Generates dense vector embeddings using pre-trained word vectors

Public fields

dimension

Embedding dimension

model_type

Type of model being used

language

Language setting ("en" or "ml")

Methods


Method new()

Create a new DenseEmbedder

Usage

DenseEmbedder$new(
  dimension = 100,
  model_path = NULL,
  model_type = "tfidf",
  sentence_embedder = NULL,
  auto_download = FALSE,
  language = "en"
)

Arguments

dimension

Vector dimension (default: 100 for word2vec, 50/100/200/300 for GloVe)

model_path

Optional path to pre-trained model file

model_type

Type: "word2vec", "glove", "glove-pretrained", or "tfidf"

sentence_embedder

Optional SentenceEmbedder object to use

auto_download

Auto-download GloVe vectors if model_type is glove-pretrained

language

Language behavior ("en" = ASCII-focused, "ml" = Unicode-aware)
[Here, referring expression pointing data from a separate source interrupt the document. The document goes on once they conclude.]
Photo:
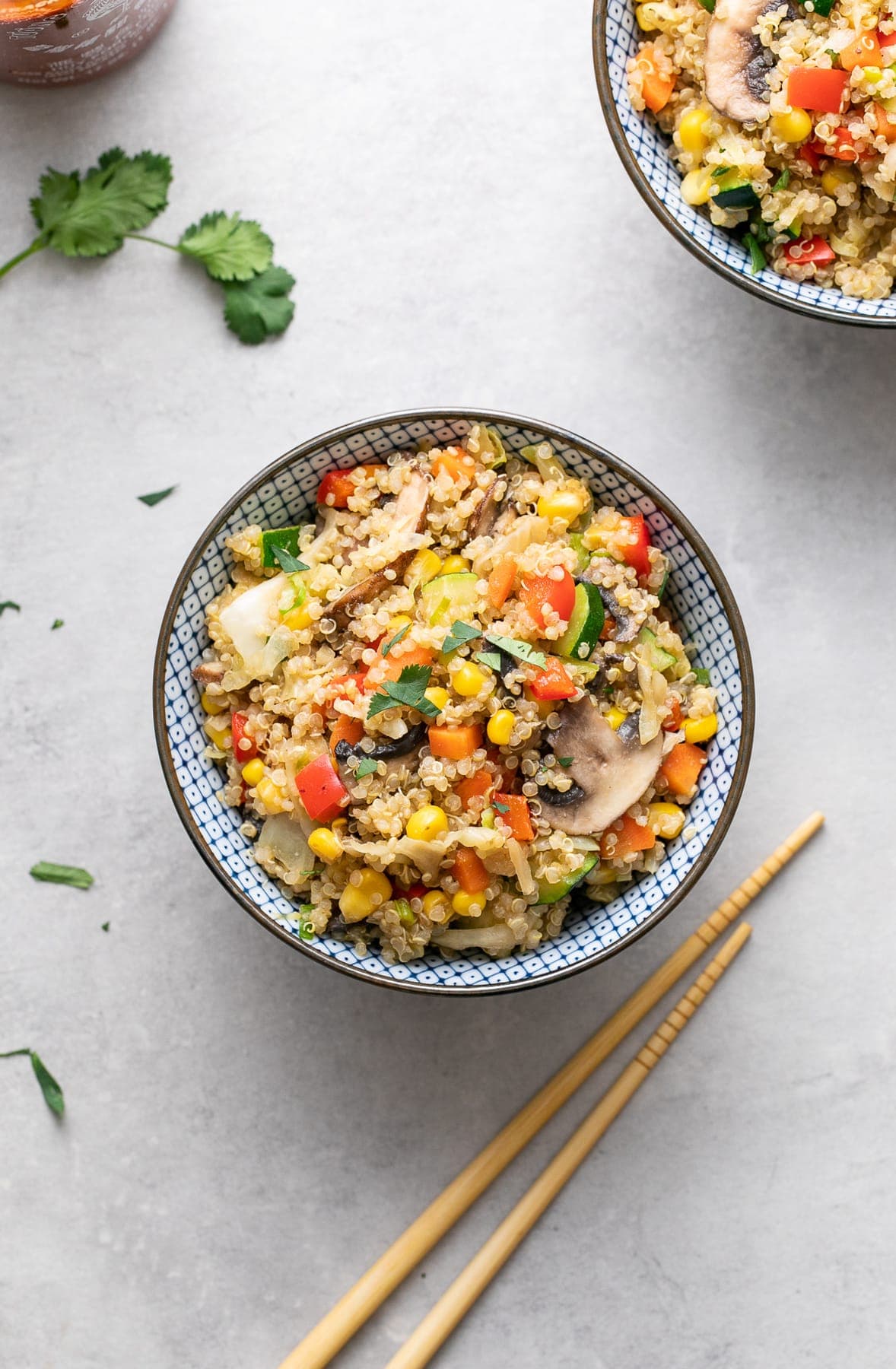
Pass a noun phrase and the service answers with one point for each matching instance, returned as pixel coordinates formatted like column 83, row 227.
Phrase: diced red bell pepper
column 514, row 811
column 537, row 590
column 552, row 682
column 321, row 790
column 340, row 485
column 244, row 746
column 636, row 554
column 815, row 251
column 817, row 88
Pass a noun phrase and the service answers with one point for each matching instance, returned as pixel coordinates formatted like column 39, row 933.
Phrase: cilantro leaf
column 230, row 248
column 287, row 561
column 259, row 308
column 92, row 217
column 71, row 875
column 158, row 496
column 408, row 691
column 398, row 637
column 459, row 634
column 523, row 650
column 52, row 1093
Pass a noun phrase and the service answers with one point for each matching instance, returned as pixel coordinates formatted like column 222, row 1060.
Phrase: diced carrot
column 655, row 88
column 682, row 768
column 455, row 744
column 502, row 581
column 514, row 811
column 470, row 872
column 475, row 786
column 345, row 730
column 863, row 51
column 455, row 463
column 389, row 667
column 629, row 838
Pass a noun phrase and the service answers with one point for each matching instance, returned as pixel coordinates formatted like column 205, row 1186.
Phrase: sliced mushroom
column 610, row 771
column 408, row 518
column 208, row 672
column 737, row 65
column 485, row 516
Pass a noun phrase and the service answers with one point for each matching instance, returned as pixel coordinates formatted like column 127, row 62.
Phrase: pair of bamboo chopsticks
column 354, row 1309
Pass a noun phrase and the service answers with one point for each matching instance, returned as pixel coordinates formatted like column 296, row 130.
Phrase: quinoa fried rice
column 783, row 119
column 453, row 700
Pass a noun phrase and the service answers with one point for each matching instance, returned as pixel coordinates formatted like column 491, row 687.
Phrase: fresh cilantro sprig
column 52, row 1093
column 91, row 215
column 410, row 691
column 459, row 634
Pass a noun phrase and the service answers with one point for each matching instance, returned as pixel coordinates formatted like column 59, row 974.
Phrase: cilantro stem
column 37, row 246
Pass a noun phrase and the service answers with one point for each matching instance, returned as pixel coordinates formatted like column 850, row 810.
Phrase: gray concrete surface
column 246, row 1131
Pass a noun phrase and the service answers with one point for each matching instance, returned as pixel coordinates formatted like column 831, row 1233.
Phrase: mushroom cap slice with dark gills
column 736, row 63
column 608, row 770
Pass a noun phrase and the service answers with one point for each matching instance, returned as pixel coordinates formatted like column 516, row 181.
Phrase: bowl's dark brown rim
column 651, row 199
column 612, row 463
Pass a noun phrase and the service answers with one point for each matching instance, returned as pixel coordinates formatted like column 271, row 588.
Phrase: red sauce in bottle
column 46, row 43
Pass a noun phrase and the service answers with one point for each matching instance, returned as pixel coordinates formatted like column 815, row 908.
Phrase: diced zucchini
column 287, row 538
column 450, row 597
column 586, row 624
column 554, row 893
column 659, row 659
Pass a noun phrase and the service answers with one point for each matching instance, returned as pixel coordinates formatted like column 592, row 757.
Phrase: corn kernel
column 325, row 843
column 701, row 729
column 469, row 679
column 297, row 618
column 834, row 178
column 564, row 504
column 500, row 726
column 665, row 819
column 434, row 903
column 424, row 568
column 270, row 796
column 696, row 185
column 359, row 901
column 454, row 566
column 253, row 771
column 692, row 130
column 793, row 128
column 427, row 823
column 468, row 905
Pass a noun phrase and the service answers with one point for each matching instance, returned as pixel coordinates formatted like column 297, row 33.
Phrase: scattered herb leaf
column 230, row 248
column 52, row 1093
column 523, row 650
column 259, row 308
column 157, row 497
column 399, row 637
column 288, row 561
column 408, row 689
column 459, row 634
column 71, row 875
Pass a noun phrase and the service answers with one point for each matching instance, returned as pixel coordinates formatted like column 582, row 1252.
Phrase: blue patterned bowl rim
column 643, row 151
column 348, row 436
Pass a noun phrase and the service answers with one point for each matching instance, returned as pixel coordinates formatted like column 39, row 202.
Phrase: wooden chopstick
column 456, row 1301
column 384, row 1276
Method set_sentence_embedder()

Set a SentenceEmbedder to use for embeddings

Usage

DenseEmbedder$set_sentence_embedder(embedder)

Arguments

embedder

SentenceEmbedder object


Method embed()

Embed texts to vectors

Usage

DenseEmbedder$embed(texts)

Arguments

texts

Character vector of texts

Returns

Matrix of embeddings (rows are documents)


Method fit()

Train embedder on corpus (for TF-IDF)

Usage

DenseEmbedder$fit(texts)

Arguments

texts

Character vector of training texts


Method clone()

The objects of this class are cloneable with this method.

Usage

DenseEmbedder$clone(deep = FALSE)

Arguments

deep

Whether to make a deep clone.